NAME
ETL::Pipeline::Input::FileListing - Input source of a disk folder
SYNOPSIS
use ETL::Pipeline;
ETL::Pipeline->new( {
input => ['FileListing', from => 'Documents', name => qr/\.jpg$/i],
mapping => {FileName => 'File', FullPath => 'Path'},
output => ['UnitTest']
} )->process;
DESCRIPTION
ETL::Pipeline::Input::FileListing defines an input source that reads a disk directory. It returns information about each individual file. Use this input source when you need information about the files and not their content.
METHODS & ATTRIBUTES
Arguments for "input" in ETL::Pipeline
from
from tells ETL::Pipeline::Input::FileListing where to find the files. By default, ETL::Pipeline::Input::FileListing looks in "data_in" in ETL::Pipeline. from tells the code to look in another place.

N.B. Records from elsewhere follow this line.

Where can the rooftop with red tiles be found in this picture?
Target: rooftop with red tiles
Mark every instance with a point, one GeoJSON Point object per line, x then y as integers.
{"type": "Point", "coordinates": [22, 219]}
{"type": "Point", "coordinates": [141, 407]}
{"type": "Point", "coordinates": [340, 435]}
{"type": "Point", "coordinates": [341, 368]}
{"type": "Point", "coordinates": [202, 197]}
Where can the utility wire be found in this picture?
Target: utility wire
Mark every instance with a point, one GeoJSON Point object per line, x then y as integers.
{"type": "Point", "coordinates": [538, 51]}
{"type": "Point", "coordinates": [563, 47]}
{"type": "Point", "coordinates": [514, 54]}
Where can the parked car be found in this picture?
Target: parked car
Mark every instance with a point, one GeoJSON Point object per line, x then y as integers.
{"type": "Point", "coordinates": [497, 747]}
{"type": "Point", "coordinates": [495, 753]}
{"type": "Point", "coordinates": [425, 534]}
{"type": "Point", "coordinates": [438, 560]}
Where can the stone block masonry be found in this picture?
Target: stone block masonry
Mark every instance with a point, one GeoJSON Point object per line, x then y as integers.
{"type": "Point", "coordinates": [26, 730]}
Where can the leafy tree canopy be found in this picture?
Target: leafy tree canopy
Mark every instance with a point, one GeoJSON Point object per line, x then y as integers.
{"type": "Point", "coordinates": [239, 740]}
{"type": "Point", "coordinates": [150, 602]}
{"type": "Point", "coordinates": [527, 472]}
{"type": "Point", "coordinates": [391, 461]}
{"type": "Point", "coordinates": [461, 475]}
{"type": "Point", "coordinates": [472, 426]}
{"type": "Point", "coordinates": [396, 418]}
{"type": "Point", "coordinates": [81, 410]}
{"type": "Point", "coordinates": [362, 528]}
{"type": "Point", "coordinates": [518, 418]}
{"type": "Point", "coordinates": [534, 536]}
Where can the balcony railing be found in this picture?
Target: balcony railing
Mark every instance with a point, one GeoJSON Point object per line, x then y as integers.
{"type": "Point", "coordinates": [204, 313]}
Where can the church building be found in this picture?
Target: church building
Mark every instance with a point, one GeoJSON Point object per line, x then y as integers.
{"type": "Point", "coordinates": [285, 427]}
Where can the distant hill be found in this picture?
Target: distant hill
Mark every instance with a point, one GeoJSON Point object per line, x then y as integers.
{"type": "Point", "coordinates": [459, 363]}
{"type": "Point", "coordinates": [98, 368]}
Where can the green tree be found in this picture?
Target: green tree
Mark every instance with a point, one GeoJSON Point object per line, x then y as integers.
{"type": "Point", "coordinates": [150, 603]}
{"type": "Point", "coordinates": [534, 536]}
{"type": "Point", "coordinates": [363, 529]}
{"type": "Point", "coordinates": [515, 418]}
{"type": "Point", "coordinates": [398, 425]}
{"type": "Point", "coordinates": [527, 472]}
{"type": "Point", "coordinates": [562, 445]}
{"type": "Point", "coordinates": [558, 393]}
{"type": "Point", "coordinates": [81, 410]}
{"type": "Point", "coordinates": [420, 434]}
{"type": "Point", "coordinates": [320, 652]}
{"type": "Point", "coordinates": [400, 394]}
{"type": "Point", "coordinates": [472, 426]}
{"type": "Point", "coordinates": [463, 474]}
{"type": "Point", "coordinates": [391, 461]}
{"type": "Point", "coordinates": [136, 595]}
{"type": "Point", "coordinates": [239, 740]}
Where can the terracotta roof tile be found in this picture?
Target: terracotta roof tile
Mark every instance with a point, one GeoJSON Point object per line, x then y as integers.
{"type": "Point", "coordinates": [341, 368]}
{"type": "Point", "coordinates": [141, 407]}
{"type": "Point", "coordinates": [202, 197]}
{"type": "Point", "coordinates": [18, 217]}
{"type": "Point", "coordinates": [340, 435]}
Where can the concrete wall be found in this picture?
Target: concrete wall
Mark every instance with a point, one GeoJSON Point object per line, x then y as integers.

If from is a regular expression, the code finds the first directory whose name matches. If from is a relative path, it is expected to reside under "data_in" in ETL::Pipeline. An absolute path is exact.
...
ETL::Pipeline::Input::FileListing accepts any of the tests provided by Path::Iterator::Rule. The value of the argument is passed directly into the test. For boolean tests (e.g. readable, exists, etc.), pass an undef
value.
ETL::Pipeline::Input::FileListing automatically applies the file
filter. Do not pass file
through "input" in ETL::Pipeline.
name
is the most commonly used argument. It accepts a glob or regular expression to match file names.
Called from "process" in ETL::Pipeline
get
get retrieves one field about the currently selected file. get can also return methods from the Path::Class::File object. Any additional arguments for get are passed directly into the method.
# ETL::Pipeline::Input::FileListing fields.
$etl->get( 'Inside' );
$etl->get( 'File' );
# Path::Class::File methods.
$etl->get( 'basename' );
ETL::Pipeline::Input::FileListing provides these fields...
- Extension
-
The file extension, without a leading period.
- File
-
The file name with the extension. No directory information.
- Folder
-
The full directory where this file resides.
- Inside
-
The relative directory name where this file resides. These are the directories below "from" where the file resides. You can use this to re-create the directory structure.
- Path
-
The complete path name of the file (directory, name, and extension). You can use this to access the file contents.
- Relative
-
The relative path name of the file. This is the part that comes after the "from" directory.
- Object
-
The Path::Class::File object for this entry.
next_record
Read one record from the file for processing. next_record returns a boolean. True means success. False means it reached the end of the listing (aka no more files).
while ($input->next_record) {
...
}
configure
configure doesn't actually do anything. But it is required by "process" in ETL::Pipeline.
finish
finish doesn't actually do anything. But it is required by "process" in ETL::Pipeline.
Other Methods & Attributes
current
current holds the current record as a hash reference.
iterator
Path::Class::Rule creates an iterator that returns each file in turn. iterator holds it for "next_record".
SEE ALSO
ETL::Pipeline, ETL::Pipeline::Input, Path::Class::File, Path::Class::Rule, Path::Iterator::Rule
AUTHOR
Robert Wohlfarth <robert.j.wohlfarth@vanderbilt.edu>
LICENSE
Copyright 2016 (c) Vanderbilt University Medical Center
This program is free software; you can redistribute it and/or modify it under the same terms as Perl itself.